# Data validation

This notebook briefly shows some ways and techniques for analysing artifacts from Generator components (e.g. ExampleGen, SchemaGen, etc.). All artifacts are fetched from the metadata storage.

In [1]:
# Import required libs
import glob
import os
import pprint
import pandas as pd
import numpy as np

import tensorflow as tf
import tensorflow_data_validation as tfdv
from tensorflow_data_validation.utils.anomalies_util import load_anomalies_binary
from tfx.orchestration import metadata
from tfx.types import standard_artifacts, standard_component_specs
from tfx.orchestration.experimental.interactive import visualizations, standard_visualizations

from pipeline.configs import PIPELINE_NAME

from utils.mlmd_helpers import get_latest_artifacts, visualize_artifacts_nb
from utils.tfx_helpers import get_records

pd.set_option("display.max_rows", 100)
pd.set_option("display.max_columns", 100)
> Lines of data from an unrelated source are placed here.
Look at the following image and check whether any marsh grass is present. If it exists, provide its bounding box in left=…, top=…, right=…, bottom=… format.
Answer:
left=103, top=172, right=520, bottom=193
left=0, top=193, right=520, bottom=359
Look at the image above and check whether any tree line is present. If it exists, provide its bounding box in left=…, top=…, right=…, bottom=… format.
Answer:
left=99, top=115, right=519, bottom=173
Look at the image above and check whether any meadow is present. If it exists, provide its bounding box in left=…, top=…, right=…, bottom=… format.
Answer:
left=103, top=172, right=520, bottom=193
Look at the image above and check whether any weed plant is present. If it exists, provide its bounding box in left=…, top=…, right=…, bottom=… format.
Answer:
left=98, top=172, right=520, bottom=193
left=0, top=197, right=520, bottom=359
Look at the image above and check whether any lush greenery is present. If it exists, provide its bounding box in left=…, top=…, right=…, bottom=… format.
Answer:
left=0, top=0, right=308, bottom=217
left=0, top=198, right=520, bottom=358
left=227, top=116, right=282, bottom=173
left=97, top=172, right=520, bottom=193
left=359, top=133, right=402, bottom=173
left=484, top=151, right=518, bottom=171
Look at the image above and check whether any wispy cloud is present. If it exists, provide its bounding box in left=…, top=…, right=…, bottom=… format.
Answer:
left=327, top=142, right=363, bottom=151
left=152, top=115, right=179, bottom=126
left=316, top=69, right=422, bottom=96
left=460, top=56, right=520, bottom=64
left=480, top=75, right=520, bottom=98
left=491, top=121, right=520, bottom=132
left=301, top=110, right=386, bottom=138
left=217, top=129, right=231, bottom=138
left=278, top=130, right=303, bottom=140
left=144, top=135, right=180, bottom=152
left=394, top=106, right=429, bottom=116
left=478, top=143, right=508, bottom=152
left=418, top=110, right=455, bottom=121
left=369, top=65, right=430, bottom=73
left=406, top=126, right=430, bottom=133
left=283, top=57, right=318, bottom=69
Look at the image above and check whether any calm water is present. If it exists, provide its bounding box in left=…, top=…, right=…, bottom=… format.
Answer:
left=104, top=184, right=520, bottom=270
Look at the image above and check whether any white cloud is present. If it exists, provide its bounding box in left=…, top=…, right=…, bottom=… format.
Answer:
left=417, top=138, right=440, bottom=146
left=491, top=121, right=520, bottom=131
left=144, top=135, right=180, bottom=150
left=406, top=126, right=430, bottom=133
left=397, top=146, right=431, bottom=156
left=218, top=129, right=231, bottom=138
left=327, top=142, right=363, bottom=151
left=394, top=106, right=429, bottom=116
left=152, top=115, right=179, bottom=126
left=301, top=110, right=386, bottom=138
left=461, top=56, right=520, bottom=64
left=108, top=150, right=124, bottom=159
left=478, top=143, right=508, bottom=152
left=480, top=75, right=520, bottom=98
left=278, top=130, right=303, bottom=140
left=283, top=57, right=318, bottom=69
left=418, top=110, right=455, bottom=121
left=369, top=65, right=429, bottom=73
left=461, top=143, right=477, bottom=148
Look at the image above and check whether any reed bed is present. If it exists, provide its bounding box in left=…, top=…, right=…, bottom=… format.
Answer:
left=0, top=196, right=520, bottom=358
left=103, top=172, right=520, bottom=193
standard_visualizations.register_standard_visualizations()
pp = pprint.PrettyPrinter()

print(f'TF version: {tf.version.VERSION}')
print(f'TFDV version: {tfdv.version.__version__}')

TF version: 2.7.0
TFDV version: 1.5.0


## Metadata artifacts

In order to investigate generated components from the pipeline we need to fetch the desired artifacts.  

We start by fetching the artifacts (if generated) from `ExampleGen`, `StatisticsGen`, `SchemaGen`, `ExampleValidator`, and `Transformer`.

In [2]:
# Read artifact information from metadata store.

# Metadata store path
METADATA_PATH = os.path.abspath(os.path.join(os.getcwd(), '..',
                                             'outputs/tfx_metadata',
                                             PIPELINE_NAME,
                                             'metadata.db'))

# Data path
DATA_PATH = os.path.abspath(os.path.join(os.getcwd(), '..', 'data/klarna/small_train/data.csv'))

# Metadata store config
metadata_connection_config = metadata.sqlite_metadata_connection_config(
              METADATA_PATH)

with metadata.Metadata(metadata_connection_config) as store:
    # Load ExampleGen artifacts (generated before transform)
    try:
        example_artifacts = get_latest_artifacts(store, PIPELINE_NAME, 'CsvExampleGen')
        # example_artifacts = get_latest_artifacts(store, PIPELINE_NAME, 'FileBasedExampleGen')
    except AttributeError:
        print('CsvExampleGen not available')
    
    # Load StatisticsGen artifacts
    try:
        # stats_artifacts = store.get_artifacts_by_type(standard_artifacts.ExampleStatistics.TYPE_NAME)
        stats_artifacts = get_latest_artifacts(store, PIPELINE_NAME, 'StatisticsGen')
    except AttributeError:
        print('StatisticsGen not available')
    
    # Load SchemaGen artifacts
    try:
        # schema_artifacts = store.get_artifacts_by_type(standard_artifacts.Schema.TYPE_NAME)
        schema_artifacts = get_latest_artifacts(store, PIPELINE_NAME, 'SchemaGen')
    except AttributeError:
        print('SchemaGen not available')
    
    # Load ExampleValidator artifacts
    try:
        # anomalies_artifacts = store.get_artifacts_by_type(standard_artifacts.ExampleAnomalies.TYPE_NAME)
        anomalies_artifacts = get_latest_artifacts(store, PIPELINE_NAME, 'ExampleValidator')
    except AttributeError:
        print('ExampleValidator not available')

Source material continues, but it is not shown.